Surprises and detours aside, in about three hours Rachkovsky and I made it through about one-third of the addresses I had prepared in my little list. Because Tomsk was one of Siberia’s most important cities, it was often a place where political prisoners came to rest awhile, or passed through on their way further into the depths of Siberia. Briefly, here are a few of the locations that we paused to consider.

As we walked up the aged, cobblestone street now named after the revolutionary Mikhail Bakunin, Rachkovsky pointed out a bright green roof in the distance. That, he said, is a home that sheltered Alexander Radishchev, the famous author of “A Journey from St. Petersburg to Moscow,” for a few nights in Tomsk before he was convoyed further into Siberia in the 1790s. Beautifully renovated, the building was altered after Radischev stayed there, but, according to Rachkovsky, the first floor of the building remains essentially the same.

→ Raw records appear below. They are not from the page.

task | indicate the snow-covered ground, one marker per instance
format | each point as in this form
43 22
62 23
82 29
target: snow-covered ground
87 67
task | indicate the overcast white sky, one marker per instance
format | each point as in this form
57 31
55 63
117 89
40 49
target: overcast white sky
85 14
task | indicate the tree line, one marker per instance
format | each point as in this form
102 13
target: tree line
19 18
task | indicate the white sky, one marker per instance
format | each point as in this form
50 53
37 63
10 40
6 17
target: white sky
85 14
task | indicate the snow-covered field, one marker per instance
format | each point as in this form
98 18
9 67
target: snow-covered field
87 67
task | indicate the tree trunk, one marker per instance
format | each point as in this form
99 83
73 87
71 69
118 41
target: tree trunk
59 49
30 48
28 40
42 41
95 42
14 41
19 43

Rachkovsky and I walked all around a blue wooden building that now bears the markings of No. 21 Ulitsa Pushkina. In 1864, however, it was known as the beginning of the Irkutsk Highway, and this structure sheltered the revolutionary writer and critic Nikolai Chernyshevsky for no more than 90 minutes as he was being moved from Moscow to eastern Siberia.

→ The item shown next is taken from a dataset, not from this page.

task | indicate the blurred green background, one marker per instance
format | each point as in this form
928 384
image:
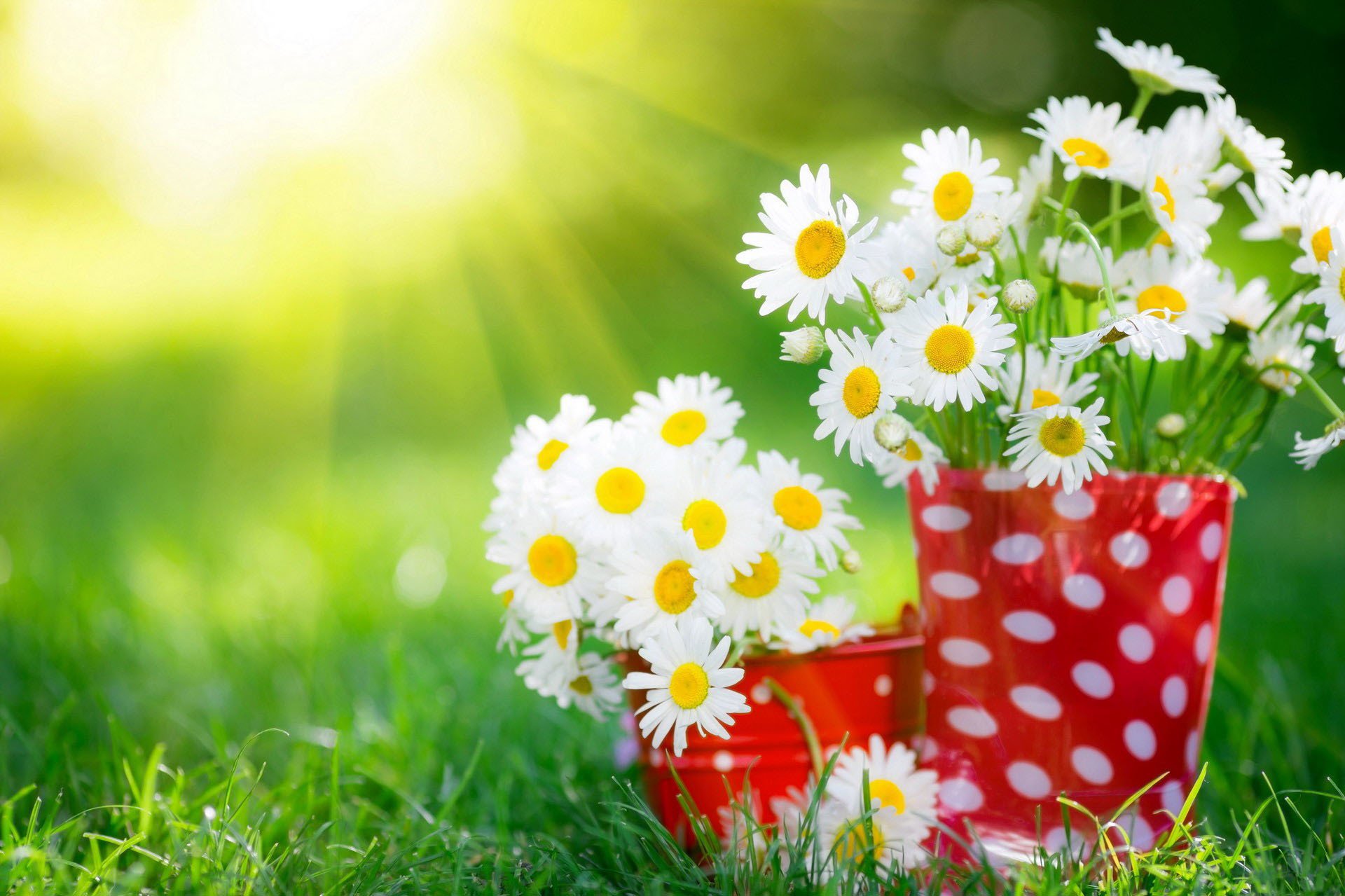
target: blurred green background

Ninety minutes. Hardly enough to catch your breath or have a meal. But there it is — the home still stands and forever its walls are associated with the name of one of Russia’s most famous and influential revolutionaries.

One building that, for reasons I am not entirely able to discern, was more moving than most. This was a small wooden hut that I had failed to put into my list, but which Rachkovsky took me to anyway. Two plaques identify the modest structure as one of several locations where the mystical, peasant poet Nikolai Klyuev spent three years in exile in Tomsk between 1934 and 1937. As was often done with exiles in the 1930s, Klyuev was ordered to share quarters with the matron of the house, a certain Anna Kuznetsova.

As Rachkovsky explained, it was not from this building that Klyuev was later rearrested and taken to be shot. That building was torn down in the 1990s, although the memorial plaque that once hung on its walls and proclaimed, “In this house the poet Nikolai Klyuev lived on the eve of being shot,” is now held in the House of Arts dedicated to the memory of Vyacheslav Shishkov.

The last surprise Rachkovsky had in store for me occurred after I thought our walk had ended and we were on our way home. But no, Tomsk never ends when it concerns Rachkovsky.

As we strolled north on Prospekt Lenina, my guide pointed in front of us and dropped this little pearl: “Oh, by the way, this is the hotel where Vladimir Vysotsky stayed on his first trip to Tomsk. He wasn’t even Vladimir Vysotsky yet, and he did not come to perform his own songs, but rather to recite the poetry of Vladimir Mayakovsky. He stayed right here on the second floor of the Sibir-Forum Hotel.”